Two possible solutions for addressing UW-Madison's HTCondor Constraints

Hello!

Previously, in issue #3705, there was some discussion of adjusting Nextflow's experiment HTCondor executor to support University of Wisconsin-Madison's particular constraints, which are nontrivial. As far as I can tell, that work remains unfinished. Below is an overview of the problem and a couple solutions (including a Nextflow fork with working adjustments to the condor executor that I've dogfooded at my workplace for the past two weeks).

### Overview of the problems

As stated in [the Nextflow HTCondor docs](https://www.nextflow.io/docs/latest/executor.html#htcondor), Nextflow makes the simplifying assumption that it's running on a shared filesystem. This assumption works for many if not the majority of HTCondor users. Unfortunately, these assumptions only partially hold at UW-Madison, where HTCondor was created. Our main HPC cluster introduces three wrinkles: 1) Only part of the filesystem is shared (the part called "staging"), 2) you _cannot submit jobs from that shared filesystem_, 3) Nodes do not have have access to staging by default; they must be given access to it with an additional condor option: `CHTCHasStaging == True`. Furthermore, nodes can never access arbitrary files outside of staging.

> [!NOTE]
> For the remainder of this issue, I'm going to refer to that shared filesystem as "staging", which is UW-Madison specific jargon and does not refer to the concept of "staging" files onto nodes before task execution.

These wrinkles presents a variety of challenges for getting Nextflow's condor executor (and indeed, nextflow generally) working there:

1. All data inputs from any arbitrary path mentioned in any .nf file must be on staging. This includes all `projectDir` and `launchDir` files.
2. Work directories must be on staging.
3. `.condor` submit files, typically placed alongside `.command.run` and the other command files on staging, must _not_ be on staging, as they cannot be submitted to the scheduler from there.
4. `bin/` scripts must be made available to each task from staging, _not_ wherever the pipeline code is.
5. Nextflow itself must _not_ be running on staging, as the thing that runs `condor_submit` will fail if it tries to submit from staging.

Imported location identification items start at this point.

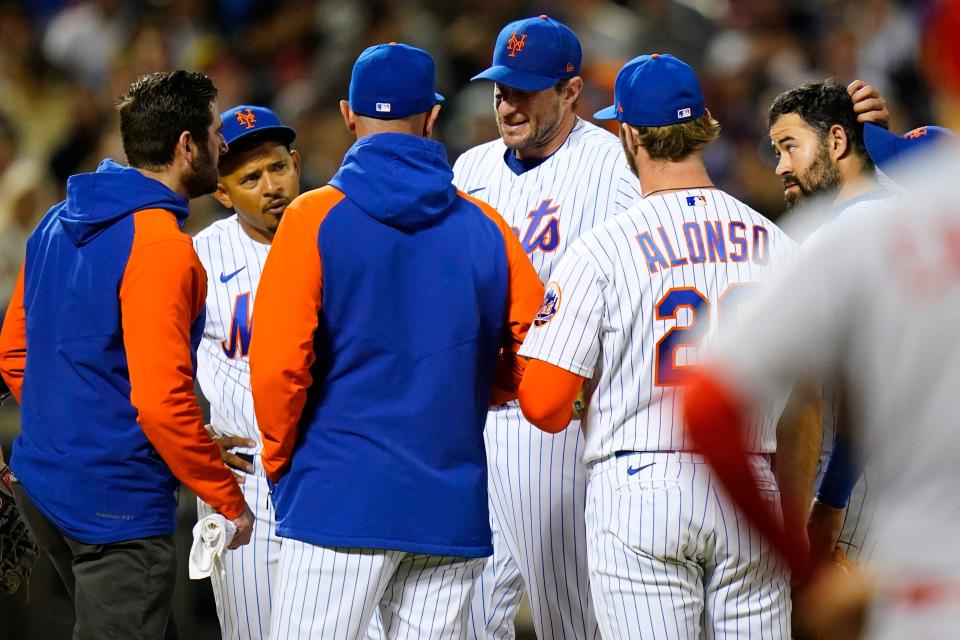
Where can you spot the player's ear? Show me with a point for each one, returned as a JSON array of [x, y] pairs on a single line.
[[628, 139], [430, 121], [295, 158], [184, 148], [348, 118], [222, 196], [572, 89], [838, 144]]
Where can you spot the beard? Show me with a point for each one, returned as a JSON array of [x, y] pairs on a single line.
[[202, 179], [540, 133], [821, 177]]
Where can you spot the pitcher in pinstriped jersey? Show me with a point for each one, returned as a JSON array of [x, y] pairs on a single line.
[[259, 176], [627, 311], [552, 176]]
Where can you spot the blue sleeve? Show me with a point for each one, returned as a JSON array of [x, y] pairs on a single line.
[[841, 474]]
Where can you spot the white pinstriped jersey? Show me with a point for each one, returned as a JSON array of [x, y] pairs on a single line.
[[586, 180], [630, 302], [233, 262], [537, 484]]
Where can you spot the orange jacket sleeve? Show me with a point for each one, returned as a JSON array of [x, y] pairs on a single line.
[[547, 394], [524, 296], [163, 292], [13, 341], [285, 317]]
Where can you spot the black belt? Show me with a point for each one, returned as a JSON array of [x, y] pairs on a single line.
[[629, 452], [248, 457]]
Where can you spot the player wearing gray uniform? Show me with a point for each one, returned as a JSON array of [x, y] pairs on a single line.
[[624, 314], [259, 176], [821, 152], [874, 301], [552, 176]]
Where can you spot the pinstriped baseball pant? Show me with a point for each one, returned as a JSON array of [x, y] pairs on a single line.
[[243, 593], [334, 593], [670, 557]]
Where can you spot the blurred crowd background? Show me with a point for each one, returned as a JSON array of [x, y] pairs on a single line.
[[64, 62]]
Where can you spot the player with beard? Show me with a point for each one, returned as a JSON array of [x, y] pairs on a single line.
[[109, 305], [819, 141], [259, 176], [552, 176]]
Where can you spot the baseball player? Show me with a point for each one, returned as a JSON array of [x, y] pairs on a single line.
[[259, 176], [821, 151], [552, 176], [872, 302], [390, 310], [623, 316]]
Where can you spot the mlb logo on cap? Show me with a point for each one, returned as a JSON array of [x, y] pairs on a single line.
[[392, 81], [655, 91]]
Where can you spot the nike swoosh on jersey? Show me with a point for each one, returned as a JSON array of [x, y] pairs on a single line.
[[226, 278], [632, 471]]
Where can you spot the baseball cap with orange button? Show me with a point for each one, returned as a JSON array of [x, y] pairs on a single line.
[[655, 90], [534, 54]]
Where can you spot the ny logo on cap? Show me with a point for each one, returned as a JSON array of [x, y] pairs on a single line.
[[246, 118], [515, 45]]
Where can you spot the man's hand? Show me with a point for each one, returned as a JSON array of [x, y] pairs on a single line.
[[832, 606], [244, 529], [823, 529], [868, 105], [232, 460]]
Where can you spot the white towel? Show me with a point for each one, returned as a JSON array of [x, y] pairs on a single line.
[[211, 535]]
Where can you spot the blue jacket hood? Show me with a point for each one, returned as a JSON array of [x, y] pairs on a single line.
[[403, 181], [95, 201]]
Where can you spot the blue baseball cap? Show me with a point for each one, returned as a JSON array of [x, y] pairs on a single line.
[[534, 54], [248, 122], [654, 91], [889, 151], [391, 81]]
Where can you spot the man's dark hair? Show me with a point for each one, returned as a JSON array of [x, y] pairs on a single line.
[[821, 105], [157, 108]]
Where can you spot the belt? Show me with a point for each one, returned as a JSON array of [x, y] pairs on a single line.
[[248, 457], [629, 452]]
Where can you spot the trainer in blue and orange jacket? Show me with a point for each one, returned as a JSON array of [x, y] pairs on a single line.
[[388, 317], [98, 346]]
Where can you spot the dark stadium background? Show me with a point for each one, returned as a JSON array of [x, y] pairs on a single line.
[[62, 64]]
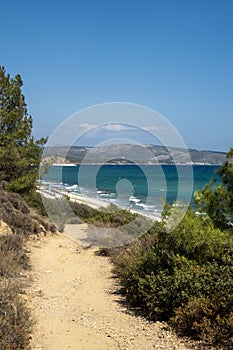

### A Solution in the Condor Executor

Before fully grasping the scope of these issues, my first effort was to get condor working in [my own fork of Nextflow](https://github.com/nrminor/nextflow), which I have done successfully.

Full disclosure: the above constraints have forced us to build a fair amount of UW-Madison-specific changes with new Nextflow syntax that will not apply to other HTCondor users. Most of these changes introduce additional overhead, e.g., copying of files, that is not normally performed upon pipeline launch. The changes also encode a fair amount of domain-specific knowledge about our cluster that the Nextflow maintainers will not have. As such, if I were to submit a PR( of course with appropriate adjustments to the documentation), I'd be interested in feedback on whether the maintainers would be open to merging it or if they would prefer/recommend my second proposed solution: a nextflow plugin for these UW-Madison-specific adjustments to the executor.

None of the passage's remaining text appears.